Introduction

During the October 2017 meeting of the University of Wisconsin System Board of Regents, the higher education governing body adopted a system-wide policy that sought to discipline students who were exercising their constitutionally-protected right to protest. Specifically, system leadership adopted language stating that students would be suspended if they were found to have twice engaged in violence or other disorderly conduct that disrupts the subjectively-determined free speech of other people. Although, neither “violence” nor “other disorderly conduct” were clearly defined. Further, the policy recommended expulsion as an appropriate punishment for students found to have engaged in the aforementioned activities at least three times. The decision[1] came as a pre-emptive antecedent to legislation first introduced by Republicans and preliminarily debated in the Wisconsin State Assembly during the spring 2017 legislative session. In early 2018, however, the Assembly also passed its legislation. Thus, individual University of Wisconsin campuses became apparatuses for enforcing protest policy violations as primarily determined by supervisory governance structures with competing interests. Most notably, such policies were guided by model legislation drafted and lobbied by the Goldwater Institute (see Kurtz, Manly, & Butcher, 2017), a right-leaning conservative think tank. Goldwater’s interests in free speech, though not explicit, have been to (re)establish a discriminatory precedent in higher education by suppressing and punishing political dissent. Now, in Wisconsin and several other states, the structural overlap of campus, system, and state-level policies are limiting the agency of student activists unfairly targeted for suspension or expulsion.

Study Overview

This paper summarizes pilot-study research undertaken by the Protest Policy Project (PPP), a national postsecondary effort that aims to critically assess, analyze, and counter-legislate policies aimed at punishing students participating in campus protest. In addition to voting, campus protest and activism are considered critical dimensions of student political engagement and participatory democracy (Morgan & Davis, 2019; Rhoads, 1998). The pilot study primarily examined policies related to free speech and student protest within the context of Wisconsin’s legislative entities, which included the Wisconsin State Assembly, University of Wisconsin Board of Regents, and institutions separate from the University of Wisconsin System. More specifically, policies related to university speech codes, and those intended to punish students engaged in organized resistance to the presence of hate speech on campus, were assessed.

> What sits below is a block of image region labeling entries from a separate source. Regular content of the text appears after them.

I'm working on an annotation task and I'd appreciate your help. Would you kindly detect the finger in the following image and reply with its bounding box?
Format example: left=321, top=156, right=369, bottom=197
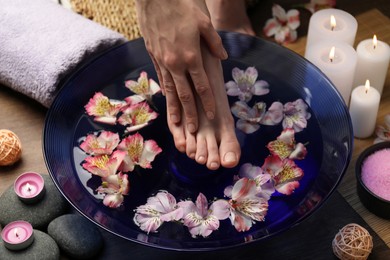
left=199, top=19, right=228, bottom=60
left=149, top=53, right=165, bottom=96
left=189, top=64, right=215, bottom=120
left=160, top=67, right=181, bottom=124
left=171, top=74, right=198, bottom=134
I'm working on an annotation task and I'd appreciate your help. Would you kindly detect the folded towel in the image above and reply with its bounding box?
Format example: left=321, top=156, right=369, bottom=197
left=0, top=0, right=126, bottom=107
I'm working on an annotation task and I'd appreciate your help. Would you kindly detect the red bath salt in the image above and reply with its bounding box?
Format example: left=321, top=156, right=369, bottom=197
left=361, top=148, right=390, bottom=201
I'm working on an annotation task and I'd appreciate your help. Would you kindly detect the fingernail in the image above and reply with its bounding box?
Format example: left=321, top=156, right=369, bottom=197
left=210, top=162, right=219, bottom=170
left=222, top=48, right=229, bottom=60
left=223, top=152, right=237, bottom=162
left=187, top=123, right=196, bottom=133
left=171, top=115, right=179, bottom=123
left=206, top=111, right=214, bottom=120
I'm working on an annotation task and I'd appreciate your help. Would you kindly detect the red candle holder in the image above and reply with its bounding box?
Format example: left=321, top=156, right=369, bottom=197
left=1, top=220, right=34, bottom=250
left=355, top=142, right=390, bottom=219
left=14, top=172, right=46, bottom=204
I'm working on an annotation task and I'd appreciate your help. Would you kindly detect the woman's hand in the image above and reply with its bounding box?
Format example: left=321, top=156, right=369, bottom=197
left=136, top=0, right=227, bottom=133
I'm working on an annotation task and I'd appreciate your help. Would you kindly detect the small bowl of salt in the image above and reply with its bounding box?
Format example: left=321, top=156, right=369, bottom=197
left=355, top=142, right=390, bottom=219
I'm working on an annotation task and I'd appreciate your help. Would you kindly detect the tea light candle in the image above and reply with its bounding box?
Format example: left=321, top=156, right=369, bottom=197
left=14, top=172, right=45, bottom=204
left=349, top=80, right=380, bottom=138
left=1, top=220, right=34, bottom=250
left=306, top=8, right=358, bottom=51
left=305, top=41, right=357, bottom=105
left=361, top=148, right=390, bottom=201
left=354, top=35, right=390, bottom=95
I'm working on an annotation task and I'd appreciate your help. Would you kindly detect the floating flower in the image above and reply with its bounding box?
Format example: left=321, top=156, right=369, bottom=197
left=117, top=133, right=162, bottom=172
left=85, top=92, right=125, bottom=125
left=178, top=193, right=230, bottom=237
left=262, top=155, right=303, bottom=195
left=125, top=71, right=161, bottom=100
left=225, top=178, right=268, bottom=232
left=231, top=101, right=266, bottom=134
left=267, top=128, right=307, bottom=160
left=374, top=114, right=390, bottom=143
left=80, top=131, right=120, bottom=155
left=97, top=172, right=130, bottom=208
left=118, top=101, right=158, bottom=132
left=225, top=67, right=269, bottom=102
left=134, top=191, right=183, bottom=233
left=282, top=99, right=311, bottom=133
left=82, top=151, right=126, bottom=178
left=263, top=4, right=300, bottom=43
left=303, top=0, right=336, bottom=13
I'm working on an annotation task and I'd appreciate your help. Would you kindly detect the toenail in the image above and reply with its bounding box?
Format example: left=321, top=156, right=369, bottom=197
left=223, top=152, right=237, bottom=162
left=210, top=162, right=219, bottom=169
left=187, top=124, right=196, bottom=133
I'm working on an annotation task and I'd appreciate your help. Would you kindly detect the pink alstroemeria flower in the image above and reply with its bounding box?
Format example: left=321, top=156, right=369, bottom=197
left=125, top=71, right=161, bottom=100
left=225, top=178, right=268, bottom=232
left=374, top=114, right=390, bottom=143
left=303, top=0, right=336, bottom=13
left=117, top=133, right=162, bottom=172
left=85, top=92, right=125, bottom=125
left=263, top=4, right=300, bottom=44
left=225, top=67, right=269, bottom=102
left=231, top=101, right=266, bottom=134
left=262, top=155, right=303, bottom=195
left=178, top=193, right=230, bottom=238
left=82, top=151, right=126, bottom=178
left=134, top=191, right=183, bottom=234
left=282, top=99, right=311, bottom=133
left=118, top=101, right=158, bottom=132
left=80, top=131, right=120, bottom=155
left=267, top=128, right=307, bottom=160
left=97, top=172, right=130, bottom=208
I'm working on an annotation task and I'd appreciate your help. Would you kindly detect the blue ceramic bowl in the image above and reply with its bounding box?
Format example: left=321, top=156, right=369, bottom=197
left=43, top=33, right=353, bottom=251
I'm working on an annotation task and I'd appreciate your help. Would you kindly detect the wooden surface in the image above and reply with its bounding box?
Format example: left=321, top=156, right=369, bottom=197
left=0, top=4, right=390, bottom=258
left=286, top=9, right=390, bottom=246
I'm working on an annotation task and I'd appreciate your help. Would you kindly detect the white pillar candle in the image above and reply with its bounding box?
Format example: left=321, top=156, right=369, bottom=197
left=349, top=80, right=381, bottom=138
left=305, top=41, right=357, bottom=105
left=353, top=35, right=390, bottom=95
left=306, top=8, right=358, bottom=54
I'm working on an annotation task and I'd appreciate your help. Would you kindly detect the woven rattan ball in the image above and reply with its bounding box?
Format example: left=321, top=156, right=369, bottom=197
left=0, top=129, right=22, bottom=166
left=332, top=223, right=373, bottom=260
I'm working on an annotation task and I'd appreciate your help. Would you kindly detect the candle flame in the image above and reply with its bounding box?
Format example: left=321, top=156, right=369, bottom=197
left=372, top=34, right=378, bottom=49
left=330, top=15, right=336, bottom=31
left=364, top=80, right=370, bottom=93
left=329, top=46, right=336, bottom=62
left=14, top=228, right=19, bottom=237
left=25, top=182, right=31, bottom=191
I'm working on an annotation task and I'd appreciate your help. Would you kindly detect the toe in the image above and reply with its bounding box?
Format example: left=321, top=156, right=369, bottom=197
left=186, top=133, right=196, bottom=159
left=195, top=136, right=208, bottom=164
left=219, top=133, right=241, bottom=168
left=206, top=135, right=220, bottom=170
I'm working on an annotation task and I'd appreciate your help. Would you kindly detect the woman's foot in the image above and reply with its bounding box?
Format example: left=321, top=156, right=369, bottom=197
left=206, top=0, right=255, bottom=36
left=168, top=41, right=241, bottom=170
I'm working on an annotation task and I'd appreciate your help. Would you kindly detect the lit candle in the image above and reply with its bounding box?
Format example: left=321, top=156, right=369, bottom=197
left=14, top=172, right=45, bottom=204
left=305, top=41, right=357, bottom=104
left=354, top=35, right=390, bottom=94
left=306, top=9, right=358, bottom=51
left=349, top=80, right=380, bottom=138
left=1, top=220, right=34, bottom=250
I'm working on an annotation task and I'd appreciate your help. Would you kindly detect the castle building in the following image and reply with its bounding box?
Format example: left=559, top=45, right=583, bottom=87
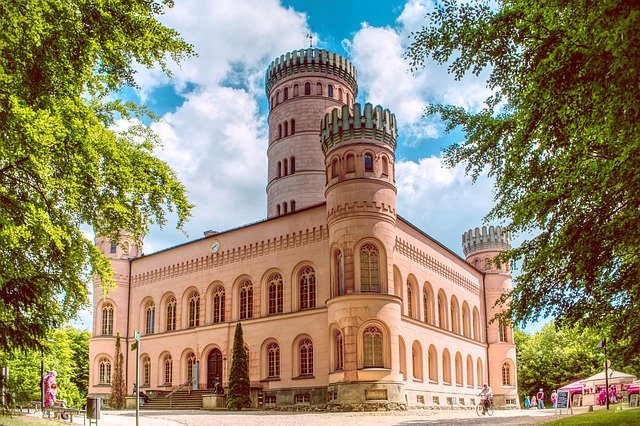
left=89, top=48, right=518, bottom=408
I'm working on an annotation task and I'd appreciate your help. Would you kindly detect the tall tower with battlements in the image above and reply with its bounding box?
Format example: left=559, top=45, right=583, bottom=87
left=320, top=104, right=406, bottom=404
left=462, top=226, right=518, bottom=406
left=265, top=48, right=358, bottom=218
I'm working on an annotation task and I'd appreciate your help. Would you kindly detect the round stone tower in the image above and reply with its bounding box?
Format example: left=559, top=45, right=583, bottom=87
left=462, top=226, right=518, bottom=406
left=320, top=104, right=406, bottom=406
left=265, top=48, right=358, bottom=217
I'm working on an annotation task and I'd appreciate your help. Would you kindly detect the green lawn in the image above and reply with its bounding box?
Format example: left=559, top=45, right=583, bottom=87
left=544, top=406, right=640, bottom=426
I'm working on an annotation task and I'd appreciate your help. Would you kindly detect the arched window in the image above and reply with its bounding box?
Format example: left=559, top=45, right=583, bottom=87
left=335, top=250, right=345, bottom=295
left=189, top=291, right=200, bottom=328
left=213, top=286, right=224, bottom=324
left=164, top=355, right=173, bottom=386
left=442, top=349, right=451, bottom=385
left=364, top=153, right=373, bottom=172
left=186, top=352, right=196, bottom=381
left=502, top=362, right=511, bottom=386
left=298, top=267, right=316, bottom=309
left=240, top=280, right=253, bottom=319
left=142, top=356, right=151, bottom=386
left=144, top=300, right=156, bottom=334
left=334, top=330, right=344, bottom=370
left=167, top=297, right=178, bottom=331
left=428, top=345, right=438, bottom=382
left=456, top=352, right=464, bottom=386
left=98, top=357, right=111, bottom=385
left=267, top=342, right=280, bottom=378
left=362, top=325, right=384, bottom=368
left=360, top=243, right=380, bottom=293
left=102, top=302, right=113, bottom=336
left=347, top=154, right=356, bottom=173
left=467, top=355, right=473, bottom=387
left=298, top=339, right=313, bottom=376
left=267, top=274, right=284, bottom=315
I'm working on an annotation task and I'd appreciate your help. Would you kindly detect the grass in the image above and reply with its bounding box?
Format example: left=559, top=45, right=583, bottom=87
left=544, top=407, right=640, bottom=426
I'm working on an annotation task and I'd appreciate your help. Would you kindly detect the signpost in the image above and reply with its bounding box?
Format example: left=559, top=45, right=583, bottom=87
left=556, top=390, right=573, bottom=414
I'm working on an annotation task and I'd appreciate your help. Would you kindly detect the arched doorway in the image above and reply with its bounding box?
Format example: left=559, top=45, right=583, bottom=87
left=207, top=348, right=222, bottom=389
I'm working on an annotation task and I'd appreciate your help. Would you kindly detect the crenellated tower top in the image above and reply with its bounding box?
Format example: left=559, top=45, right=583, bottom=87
left=265, top=48, right=358, bottom=95
left=462, top=226, right=511, bottom=257
left=320, top=103, right=398, bottom=154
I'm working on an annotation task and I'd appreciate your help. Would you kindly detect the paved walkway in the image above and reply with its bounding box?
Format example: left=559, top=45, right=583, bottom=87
left=37, top=409, right=554, bottom=426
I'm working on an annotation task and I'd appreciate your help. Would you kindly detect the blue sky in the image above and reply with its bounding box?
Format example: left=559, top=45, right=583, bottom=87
left=76, top=0, right=544, bottom=332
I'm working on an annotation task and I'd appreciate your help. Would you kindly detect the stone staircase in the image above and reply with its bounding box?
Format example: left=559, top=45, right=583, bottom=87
left=140, top=389, right=211, bottom=410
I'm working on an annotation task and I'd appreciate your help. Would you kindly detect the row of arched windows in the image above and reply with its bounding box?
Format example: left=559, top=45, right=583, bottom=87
left=100, top=266, right=316, bottom=336
left=277, top=156, right=296, bottom=178
left=278, top=118, right=296, bottom=139
left=327, top=152, right=389, bottom=179
left=269, top=81, right=351, bottom=109
left=405, top=279, right=482, bottom=341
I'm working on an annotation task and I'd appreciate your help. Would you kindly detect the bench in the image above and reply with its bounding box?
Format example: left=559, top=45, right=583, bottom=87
left=45, top=405, right=87, bottom=424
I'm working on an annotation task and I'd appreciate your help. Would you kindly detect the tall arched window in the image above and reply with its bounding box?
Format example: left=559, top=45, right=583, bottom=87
left=164, top=355, right=173, bottom=385
left=298, top=267, right=316, bottom=309
left=186, top=352, right=196, bottom=381
left=189, top=291, right=200, bottom=328
left=102, top=302, right=113, bottom=336
left=502, top=362, right=511, bottom=386
left=360, top=243, right=380, bottom=293
left=298, top=339, right=313, bottom=376
left=362, top=325, right=384, bottom=368
left=364, top=153, right=373, bottom=172
left=334, top=330, right=344, bottom=370
left=267, top=342, right=280, bottom=378
left=240, top=280, right=253, bottom=319
left=144, top=300, right=156, bottom=334
left=442, top=349, right=451, bottom=385
left=142, top=356, right=151, bottom=386
left=428, top=345, right=438, bottom=382
left=167, top=297, right=178, bottom=331
left=98, top=357, right=111, bottom=385
left=267, top=274, right=284, bottom=315
left=213, top=286, right=224, bottom=324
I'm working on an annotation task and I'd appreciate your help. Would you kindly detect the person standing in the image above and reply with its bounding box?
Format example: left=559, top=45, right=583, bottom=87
left=536, top=388, right=544, bottom=410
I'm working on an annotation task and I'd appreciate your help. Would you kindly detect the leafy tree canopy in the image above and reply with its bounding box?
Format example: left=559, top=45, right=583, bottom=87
left=0, top=0, right=192, bottom=349
left=407, top=0, right=640, bottom=358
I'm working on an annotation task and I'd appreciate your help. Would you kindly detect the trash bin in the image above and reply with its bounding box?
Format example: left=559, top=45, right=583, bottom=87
left=87, top=398, right=100, bottom=420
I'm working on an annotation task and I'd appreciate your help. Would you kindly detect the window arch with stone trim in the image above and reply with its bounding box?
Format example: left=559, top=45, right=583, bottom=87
left=100, top=302, right=115, bottom=336
left=442, top=349, right=453, bottom=385
left=427, top=345, right=438, bottom=383
left=359, top=242, right=381, bottom=293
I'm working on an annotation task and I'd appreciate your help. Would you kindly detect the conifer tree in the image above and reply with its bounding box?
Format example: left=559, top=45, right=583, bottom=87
left=109, top=333, right=127, bottom=409
left=227, top=323, right=251, bottom=410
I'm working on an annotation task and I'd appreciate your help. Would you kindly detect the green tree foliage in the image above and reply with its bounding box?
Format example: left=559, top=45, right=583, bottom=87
left=0, top=327, right=90, bottom=407
left=514, top=323, right=604, bottom=400
left=0, top=0, right=191, bottom=349
left=227, top=323, right=251, bottom=410
left=407, top=0, right=640, bottom=363
left=109, top=333, right=127, bottom=410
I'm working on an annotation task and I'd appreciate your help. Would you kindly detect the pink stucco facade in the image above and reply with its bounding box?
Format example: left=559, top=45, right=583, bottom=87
left=89, top=49, right=518, bottom=407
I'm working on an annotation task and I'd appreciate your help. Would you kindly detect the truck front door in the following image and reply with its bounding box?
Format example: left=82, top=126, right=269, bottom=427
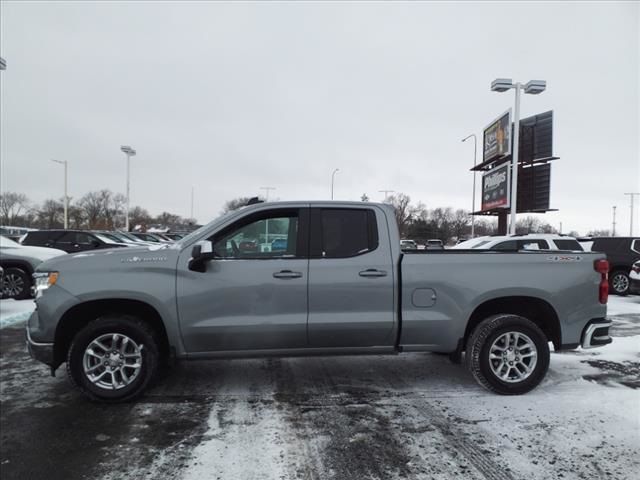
left=177, top=208, right=309, bottom=353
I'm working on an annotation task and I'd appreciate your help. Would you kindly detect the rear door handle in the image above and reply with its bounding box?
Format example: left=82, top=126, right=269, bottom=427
left=273, top=270, right=302, bottom=279
left=358, top=268, right=387, bottom=277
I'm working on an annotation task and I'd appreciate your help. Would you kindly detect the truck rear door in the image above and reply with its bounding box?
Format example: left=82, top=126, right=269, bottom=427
left=308, top=206, right=395, bottom=347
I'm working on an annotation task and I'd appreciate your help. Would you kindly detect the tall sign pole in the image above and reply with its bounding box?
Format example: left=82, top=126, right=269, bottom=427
left=625, top=192, right=640, bottom=237
left=509, top=82, right=522, bottom=235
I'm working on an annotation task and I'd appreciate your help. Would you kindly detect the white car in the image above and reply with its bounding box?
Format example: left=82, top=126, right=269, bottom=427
left=451, top=233, right=584, bottom=252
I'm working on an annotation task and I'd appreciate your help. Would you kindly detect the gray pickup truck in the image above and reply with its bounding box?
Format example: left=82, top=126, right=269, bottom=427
left=27, top=202, right=611, bottom=402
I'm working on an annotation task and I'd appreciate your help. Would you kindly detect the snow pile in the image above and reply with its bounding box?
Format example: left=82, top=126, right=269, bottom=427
left=0, top=298, right=36, bottom=328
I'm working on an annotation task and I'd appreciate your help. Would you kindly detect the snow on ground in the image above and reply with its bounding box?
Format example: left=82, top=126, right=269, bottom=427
left=0, top=298, right=36, bottom=328
left=0, top=296, right=640, bottom=480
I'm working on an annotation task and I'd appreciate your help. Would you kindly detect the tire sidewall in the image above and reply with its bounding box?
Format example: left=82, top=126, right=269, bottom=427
left=67, top=316, right=158, bottom=402
left=609, top=270, right=631, bottom=295
left=2, top=267, right=31, bottom=300
left=477, top=315, right=550, bottom=395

Given the (re)consideration of such policies by various state legislatures, higher education systems, and institutional governing bodies, PPP sought foremost to understand how such policies, broadly conceived, initiate and sustain an interlocking suppressive relationship with advocates, activists, and allies for social justice on campus. Analyses were derived from a broader case study and textual analyses (Merriam, 1998; Stake, 1995; Yin, 2002) of system, state, and institutional policy documents (e.g., Wisconsin Assembly Bill 299), free speech policy briefs, news stories (e.g., those published in “The Chronicle of Higher Education” and “Inside Higher Ed”), and semi-structured interviews with student activists within the University of Wisconsin System. The conceptual models that emerged identify how policies aimed at certain types of student protestors (and their tactics of disruption) were developed as well as the policies’ constituencies of potential impact. A critical race analysis was used to identify how the interlocking nature of these policies disproportionately suppressed, criminalized, and punished racially minoritized students engaged in sociopolitical resistance and disruption.

Contemporary Protest Policies and U.S. Higher Education

Since 2014, no fewer than nine states, including Wisconsin, have either considered or passed legislation with similar aims. North Carolina’s House Bill 527, also known as the Restore Campus Free Speech Act, which became law due to intentional gubernatorial inaction in early 2017, “establishes a system of disciplinary sanctions for students and anyone else who interferes with the free-speech rights of others.” This law, like others being considered in Arizona, California, Georgia, Illinois, Minnesota, Tennessee, Virginia, and Wyoming (Goldwater Institute, 2018), was primarily based on the Campus Free Speech Act model bill drafted by the Goldwater Institute. Subsequently, the University of North Carolina Board of Governors adopted a campus-based policy in December 2017, in which "students, staff and faculty shall be permitted to assemble and engage in spontaneous expressive activity as long as such activity is lawful and does not materially and substantially disrupt the functioning of the constituent institution” (Restore Campus Free Speech Act, 2017). Substantial disruption was broadly defined as actions already considered disorderly or disruptive under North Carolina state law, which included “protests and demonstrations that materially infringe upon the rights of others to engage in and listen to expressive activity when the expressive activity has been scheduled ... and is located in a nonpublic forum.”

Given this trend of policy efforts that address campus protestors, yet remain largely unconcerned with the very issues about which students are protesting, higher education researchers have an opportunity to provide the necessary historical, political, and social context of which the aforementioned policies are devoid. Although the field of higher education has more recently concerned itself with acts of resistance on campus (Broadhurst & Martin, 2014; Worthington & Rhoads, 2016), a specific focus on policy analysis and legal implications remains overwhelmingly absent. This is especially important given the life-altering implications of such policies for campus activists, most of whom are racially minoritized students.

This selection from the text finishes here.